An amendment to the Water Resources Development Act of 2016 would allow a group of North Texas municipalities to move forward on the project.
The proposed Lower Bois d’Arc Creek Reservoir is a year behind schedule as the Environmental Protection Agency reviews its impact.
Rep. Sam Johnson, who introduced the amendment, said the proposed lake in eastern Fannin County was needed to meet population growth in Collin County and other parts of the Dallas-Fort Worth Metroplex.
“This goes beyond water rationing for lawns. This is about water as part of our normal, daily routine,” he said in a late September statement.
The amendment was sponsored by representatives Johnson, Eddie Bernice, Pete Sessions, and John Ratcliffe, representing districts in the Dallas area and Northeast Texas.

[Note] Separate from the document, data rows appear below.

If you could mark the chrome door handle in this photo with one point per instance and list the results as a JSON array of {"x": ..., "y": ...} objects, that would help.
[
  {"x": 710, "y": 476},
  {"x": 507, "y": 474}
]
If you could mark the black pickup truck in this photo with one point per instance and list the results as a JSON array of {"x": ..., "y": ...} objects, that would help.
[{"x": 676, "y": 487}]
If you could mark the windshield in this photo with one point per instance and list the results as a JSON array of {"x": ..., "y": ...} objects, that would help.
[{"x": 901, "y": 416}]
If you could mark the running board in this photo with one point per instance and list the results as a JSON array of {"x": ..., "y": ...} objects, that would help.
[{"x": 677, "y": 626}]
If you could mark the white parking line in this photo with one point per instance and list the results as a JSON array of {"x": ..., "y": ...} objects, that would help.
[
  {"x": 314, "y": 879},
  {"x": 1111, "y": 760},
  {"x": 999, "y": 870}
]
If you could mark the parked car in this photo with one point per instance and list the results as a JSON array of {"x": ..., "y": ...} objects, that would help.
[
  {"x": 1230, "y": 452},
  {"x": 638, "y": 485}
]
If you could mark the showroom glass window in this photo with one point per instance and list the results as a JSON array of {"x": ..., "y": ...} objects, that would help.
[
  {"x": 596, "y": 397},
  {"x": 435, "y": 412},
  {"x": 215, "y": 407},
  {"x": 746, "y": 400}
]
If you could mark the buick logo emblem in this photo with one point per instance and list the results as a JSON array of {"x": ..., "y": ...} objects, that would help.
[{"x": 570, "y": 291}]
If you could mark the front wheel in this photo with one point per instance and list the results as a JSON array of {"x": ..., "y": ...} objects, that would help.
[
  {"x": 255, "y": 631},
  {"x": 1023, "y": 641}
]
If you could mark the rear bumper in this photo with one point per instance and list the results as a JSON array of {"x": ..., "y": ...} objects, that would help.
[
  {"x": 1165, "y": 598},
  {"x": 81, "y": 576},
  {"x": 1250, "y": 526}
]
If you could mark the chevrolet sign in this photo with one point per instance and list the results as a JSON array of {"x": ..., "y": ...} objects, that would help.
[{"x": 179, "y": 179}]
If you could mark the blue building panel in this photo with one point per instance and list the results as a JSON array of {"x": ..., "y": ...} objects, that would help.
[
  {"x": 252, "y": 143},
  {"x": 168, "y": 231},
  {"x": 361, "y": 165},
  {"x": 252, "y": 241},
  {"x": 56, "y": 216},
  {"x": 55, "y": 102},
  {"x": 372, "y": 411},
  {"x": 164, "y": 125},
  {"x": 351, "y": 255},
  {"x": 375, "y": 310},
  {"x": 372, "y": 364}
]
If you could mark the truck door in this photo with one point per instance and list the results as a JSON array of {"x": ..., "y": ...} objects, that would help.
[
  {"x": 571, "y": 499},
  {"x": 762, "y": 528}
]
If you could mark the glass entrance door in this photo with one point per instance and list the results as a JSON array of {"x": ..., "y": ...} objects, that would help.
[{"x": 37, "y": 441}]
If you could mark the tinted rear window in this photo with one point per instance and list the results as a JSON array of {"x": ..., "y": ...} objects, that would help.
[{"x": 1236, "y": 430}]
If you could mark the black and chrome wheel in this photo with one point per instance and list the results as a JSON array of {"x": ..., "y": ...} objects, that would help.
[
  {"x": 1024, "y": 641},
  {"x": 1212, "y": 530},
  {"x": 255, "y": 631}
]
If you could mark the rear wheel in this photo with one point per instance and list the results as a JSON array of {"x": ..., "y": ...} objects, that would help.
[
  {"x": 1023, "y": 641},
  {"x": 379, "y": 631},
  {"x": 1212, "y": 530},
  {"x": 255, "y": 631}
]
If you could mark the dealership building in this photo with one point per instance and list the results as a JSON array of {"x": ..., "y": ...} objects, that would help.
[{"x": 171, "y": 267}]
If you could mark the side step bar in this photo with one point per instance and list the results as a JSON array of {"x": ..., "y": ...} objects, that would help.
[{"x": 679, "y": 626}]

The bill would require that the Environmental Protection Agency issue a final permit for the reservoir no later than September 2017. That would be a year earlier than had been anticipated.
Tom Kula, executive director of the North Texas Municipal Water District, the agency building the lake, called its construction “essential.”

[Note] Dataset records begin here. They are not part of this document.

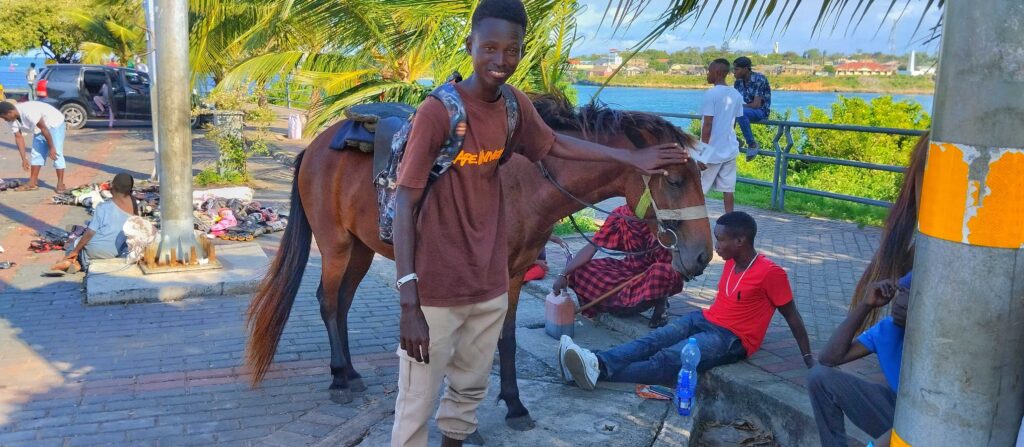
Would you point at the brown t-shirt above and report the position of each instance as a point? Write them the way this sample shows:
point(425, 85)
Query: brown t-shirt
point(461, 242)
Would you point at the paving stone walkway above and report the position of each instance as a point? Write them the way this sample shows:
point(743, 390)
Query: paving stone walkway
point(169, 373)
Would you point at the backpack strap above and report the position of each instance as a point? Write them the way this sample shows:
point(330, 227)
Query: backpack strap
point(458, 123)
point(512, 115)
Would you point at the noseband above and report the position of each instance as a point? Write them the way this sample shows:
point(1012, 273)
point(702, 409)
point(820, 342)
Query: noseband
point(646, 200)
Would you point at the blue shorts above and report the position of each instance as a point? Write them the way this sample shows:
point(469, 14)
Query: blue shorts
point(41, 150)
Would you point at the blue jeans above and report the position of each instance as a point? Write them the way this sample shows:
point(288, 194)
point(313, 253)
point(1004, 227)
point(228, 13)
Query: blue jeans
point(750, 116)
point(654, 358)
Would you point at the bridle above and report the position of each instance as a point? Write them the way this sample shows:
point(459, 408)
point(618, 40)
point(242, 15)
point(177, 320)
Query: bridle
point(646, 200)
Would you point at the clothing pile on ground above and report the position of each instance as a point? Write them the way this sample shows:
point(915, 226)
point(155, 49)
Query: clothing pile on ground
point(235, 219)
point(55, 238)
point(226, 213)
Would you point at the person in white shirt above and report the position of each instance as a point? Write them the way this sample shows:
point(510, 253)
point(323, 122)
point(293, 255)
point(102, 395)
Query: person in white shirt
point(47, 127)
point(722, 104)
point(31, 77)
point(101, 100)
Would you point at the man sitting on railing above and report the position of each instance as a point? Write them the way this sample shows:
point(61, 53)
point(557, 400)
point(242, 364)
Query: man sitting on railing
point(757, 99)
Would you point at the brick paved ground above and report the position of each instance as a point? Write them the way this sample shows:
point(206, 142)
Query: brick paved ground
point(167, 373)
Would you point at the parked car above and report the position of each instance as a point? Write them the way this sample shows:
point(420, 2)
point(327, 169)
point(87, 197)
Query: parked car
point(71, 88)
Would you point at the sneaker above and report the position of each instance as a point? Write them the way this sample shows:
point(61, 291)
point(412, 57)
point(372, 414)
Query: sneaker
point(583, 366)
point(563, 346)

“We must start construction of the Lower Bois d’Arc Creek Reservoir as soon as possible to avoid the risk of water shortages,” Kula said.
The water district serves 1.6 million people to the north and east of Dallas, which together form one of the fastest-growing areas in the U.S.

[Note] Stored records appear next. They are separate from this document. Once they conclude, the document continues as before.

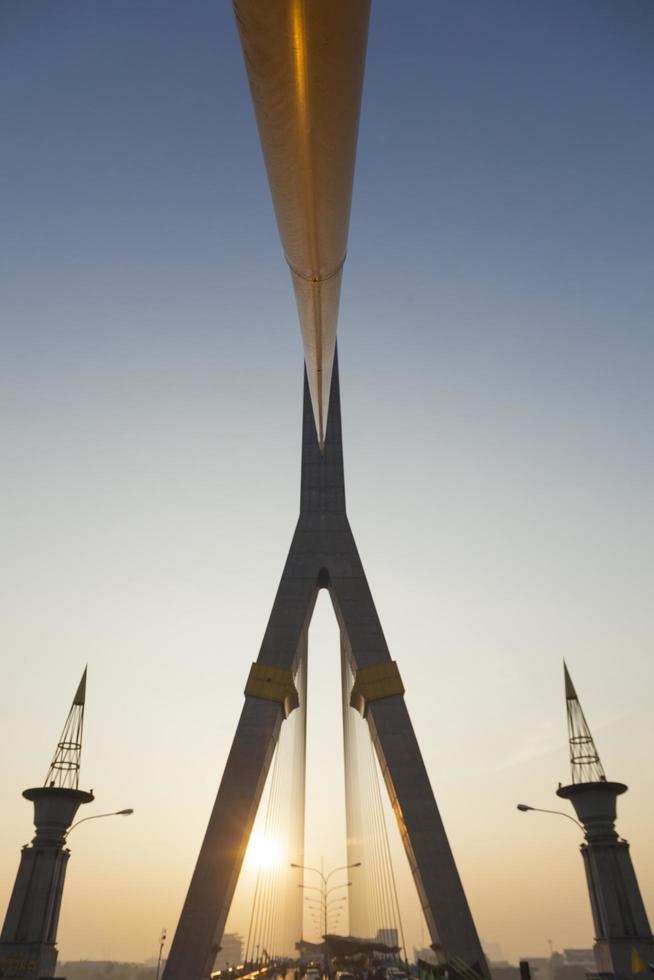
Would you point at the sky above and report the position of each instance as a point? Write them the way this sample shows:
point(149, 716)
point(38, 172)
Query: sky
point(496, 350)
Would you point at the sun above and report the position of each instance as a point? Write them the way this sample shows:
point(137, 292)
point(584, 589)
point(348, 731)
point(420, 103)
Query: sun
point(265, 852)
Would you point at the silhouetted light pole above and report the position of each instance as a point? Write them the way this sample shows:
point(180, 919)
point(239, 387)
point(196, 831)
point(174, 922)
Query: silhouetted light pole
point(324, 878)
point(162, 940)
point(96, 816)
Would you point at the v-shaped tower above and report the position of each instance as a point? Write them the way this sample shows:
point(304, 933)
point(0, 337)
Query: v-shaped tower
point(323, 554)
point(305, 61)
point(623, 939)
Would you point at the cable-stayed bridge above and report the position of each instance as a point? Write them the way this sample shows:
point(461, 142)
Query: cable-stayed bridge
point(305, 65)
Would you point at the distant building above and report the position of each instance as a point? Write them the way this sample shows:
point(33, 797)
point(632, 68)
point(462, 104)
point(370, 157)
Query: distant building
point(231, 951)
point(493, 951)
point(425, 953)
point(387, 936)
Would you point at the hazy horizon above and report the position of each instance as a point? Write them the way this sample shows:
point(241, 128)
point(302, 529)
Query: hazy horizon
point(495, 351)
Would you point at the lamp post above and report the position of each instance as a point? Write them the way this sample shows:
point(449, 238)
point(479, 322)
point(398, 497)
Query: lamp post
point(96, 816)
point(162, 940)
point(525, 808)
point(324, 891)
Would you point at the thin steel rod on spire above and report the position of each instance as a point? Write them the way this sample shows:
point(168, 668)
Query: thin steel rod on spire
point(65, 765)
point(305, 63)
point(585, 763)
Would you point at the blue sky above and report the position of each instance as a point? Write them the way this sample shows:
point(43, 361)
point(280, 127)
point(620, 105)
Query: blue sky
point(496, 349)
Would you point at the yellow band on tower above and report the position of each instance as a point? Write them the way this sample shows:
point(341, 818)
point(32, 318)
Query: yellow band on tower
point(273, 684)
point(374, 683)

Without the lake, the district expects a water deficit to hit those areas starting in 2021.
In early September, the Environmental Protection Agency said it was committed to the project and to improving the permitting process.
Opponents of the project object to the planned destruction of thousands of acres of privately owned farmland and millions of trees. So far, the district has purchased about 86 percent of the land required to build the reservoir.
Federal mitigation requirements would require the purchase and preservation of land elsewhere similar to the land that would be submerged by the lake in order to offset the environmental effects.
Fannin County’s commissioners court is expected to approve the first step in zoning the lake at a meeting on Oct. 18 in Bonham.